Treatment of amblyopia
NEW! Recent ophthalmology research recognizes that patching alone is NOT enough for the treatment of lazy eye. According to Dr. Hess from the Department of Ophthalmology at McGill University, “the current approach to the treatment of amblyopia [using an eye patch alone] is problematic…. it promotes recovery of monocular vision but because it is not designed to promote binocularity, its binocular outcomes [the ability to gain depth perception] often are disappointing.” Dr. Hess uses a video game that forces the two eyes to work together. This achieves not only better eyesight in the weaker eye, but also the development of depth perception which is necessary for certain jobs, driving and sports. In fact, developmental optometrists have been practicing this binocular training concept for many years. At our clinic, we have this 3D video-game technology to help patients with lazy eye achieve faster and better outcome.
If the lazy eye is caused by a strong uncorrected refractive error (prescription) or a large difference between the refractive errors of their eyes, the lazy eye is first managed by wearing eyeglasses or contact lenses full-time. In some cases, patching and vision therapy may be recommended along with the new glasses or contact lenses.

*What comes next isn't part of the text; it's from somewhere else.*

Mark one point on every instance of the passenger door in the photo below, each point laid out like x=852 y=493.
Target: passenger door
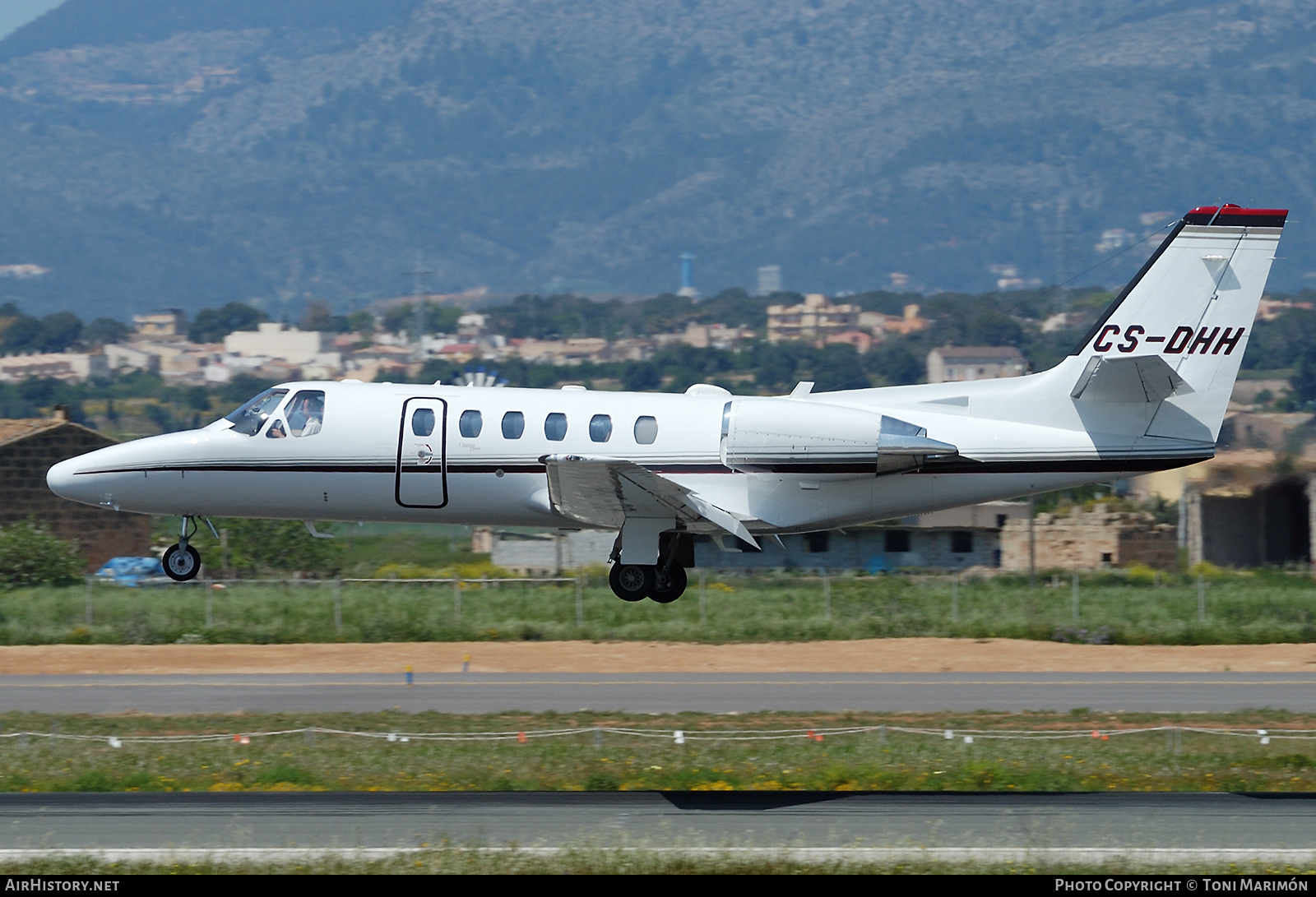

In cases when the amblyopia is caused by a large eye turn, strabismus (eye muscle) surgery may be required to straighten the eyes. Depending on the size, direction and frequency of the eye turn, some patients may benefit from vision therapy pre- and/or post-surgery.
Lazy eye will not go away on its own, and untreated amblyopia can lead to permanent visual problems and poor depth perception. If your child has amblyopia and the stronger eye develops disease or is injured later in life, the result will be poor vision through the amblyopic eye. To prevent this and to give your child the best vision possible, amblyopia should be treated early on.